Sci-Fi World Builder Toolkit (66 pages)

  • Introduction (1 page). The usual overview of contents and admonition to pick and choose from them.
  • Drawing Board (6 pages). How to select a style for the campaign – hard SF, pulp, space opera, B movie, cyberpunk, historical, or weird science. A discussion of technology levels, duplicating that in the Gear Toolkit. Advice on Hooks (essential) and Plot Points (or story arcs – optional). How those factors bear on the campaign’s background. The toolkit assumes that there is some kind of over-arching plot for the campaign, at least when you create it, even if the PCs later go off and do something completely different.
  • Setting Basics (4 pages). How big is the setting – a world, a star system, a galaxy? What technologies will it employ? (The toolkit advises against just piling everything in, rather stressing a selection of 2-3 main tropes – you might have starships and psionics, for instance, but no cyberware or mechs.) What character archetypes are there? What alien races, gear, new edges and hindrances? What new rules will you need?
  • World Design (18 pages). First, the book advises you to decide whether you have a top-down or bottom up approach. Will you provide a rough outline of the galaxy, or only look at where the PCs are standing right now? Either way, it advises a short handout for players with the key facts. Next comes a world-making section; this is a series of random tables for creating planets from scratch, and will be familiar in concept to anyone who has played any version of Traveller, or indeed most other SF games. This includes guidance on the impact of various terrain types and gravity levels, and a couple of new edges to mitigate them. Then there are balanced rules for creating alien races, ones suitable for use by PCs, with random tables for some aspects in case you run out of inspiration.
  • Trade and Travel (8 pages). Here we find a discussion of trade and economics in the campaign; one simple and one complex system for handling speculative trade conducted by the players; travel both on and between planets; starship operations; options for different calendars on different planets.
  • Starship Combat (4 pages). This is handled as a special case of vehicle combat, covered in the basic SW rules. There are new edges, new manoeuvres, and a discussion of boarding actions.
  • Major Players (4 pages). This advises how to create factions for your campaign – the organisations, shadowy or overt, which engage with your PCs as friends or foes. The focus here is on Professional Edges appropriate to membership. One example organisation, and 9 new professional edges, are listed.
  • Psionics (4 pages). This section is about customising the Arcane Background (Psionics) edge to individualise your campaign. It includes new and variant psionic edges.
  • Psionic Powers (7 pages). How to modify powers to fit into your setting better, plus 19 new powers.
  • Time Travel (4 pages). This looks at the topic, and its effects and drawbacks. Why would time travel be in your campaign; paradoxes; ways the PCs could break your campaign using time travel, and what you can do about that.
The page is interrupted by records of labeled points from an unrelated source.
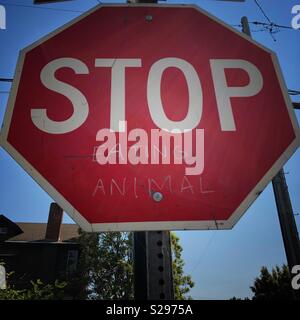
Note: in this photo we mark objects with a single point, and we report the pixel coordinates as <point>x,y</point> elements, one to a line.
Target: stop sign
<point>150,118</point>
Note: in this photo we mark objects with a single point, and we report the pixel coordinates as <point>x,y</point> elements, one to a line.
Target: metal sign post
<point>284,207</point>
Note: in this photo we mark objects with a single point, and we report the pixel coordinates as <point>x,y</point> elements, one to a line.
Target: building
<point>39,250</point>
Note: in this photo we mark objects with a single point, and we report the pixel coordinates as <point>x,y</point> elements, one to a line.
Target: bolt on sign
<point>146,117</point>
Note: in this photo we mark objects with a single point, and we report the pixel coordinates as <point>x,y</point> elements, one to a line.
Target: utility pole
<point>284,207</point>
<point>153,276</point>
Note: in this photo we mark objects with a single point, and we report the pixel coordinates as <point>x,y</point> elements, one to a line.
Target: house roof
<point>37,232</point>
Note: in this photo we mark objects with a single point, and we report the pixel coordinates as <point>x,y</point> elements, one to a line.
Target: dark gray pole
<point>284,207</point>
<point>153,278</point>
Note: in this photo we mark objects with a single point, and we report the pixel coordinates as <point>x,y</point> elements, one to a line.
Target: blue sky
<point>223,264</point>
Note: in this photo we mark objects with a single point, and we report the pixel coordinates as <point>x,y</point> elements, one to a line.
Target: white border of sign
<point>141,226</point>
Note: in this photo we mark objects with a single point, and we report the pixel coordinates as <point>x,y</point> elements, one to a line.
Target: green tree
<point>106,267</point>
<point>274,285</point>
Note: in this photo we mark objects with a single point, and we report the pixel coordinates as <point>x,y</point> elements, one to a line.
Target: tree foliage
<point>273,285</point>
<point>37,291</point>
<point>106,267</point>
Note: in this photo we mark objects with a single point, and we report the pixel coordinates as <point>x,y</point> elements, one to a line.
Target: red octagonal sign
<point>150,117</point>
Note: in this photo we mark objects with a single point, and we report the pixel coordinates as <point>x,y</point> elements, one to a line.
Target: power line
<point>40,7</point>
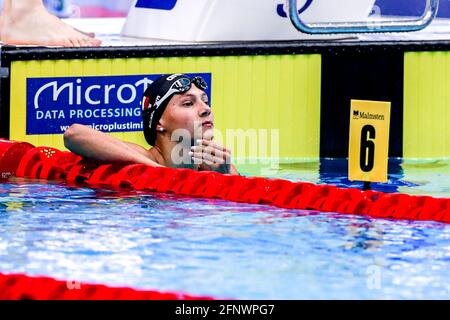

These are inexpensive, well-written in a chatty sort of style, and full of options a GM can apply selectively to his campaign.

For me, though – like most of my RPG collection – these are books I dip into for ideas every now and then, rather than keep on hand during actual play, or even campaign creation. Most of my SW games convert an existing setting to the SW rules, rather than create one from scratch; and the more I become familiar with the rules, the less I feel the need for a bestiary or a gear book.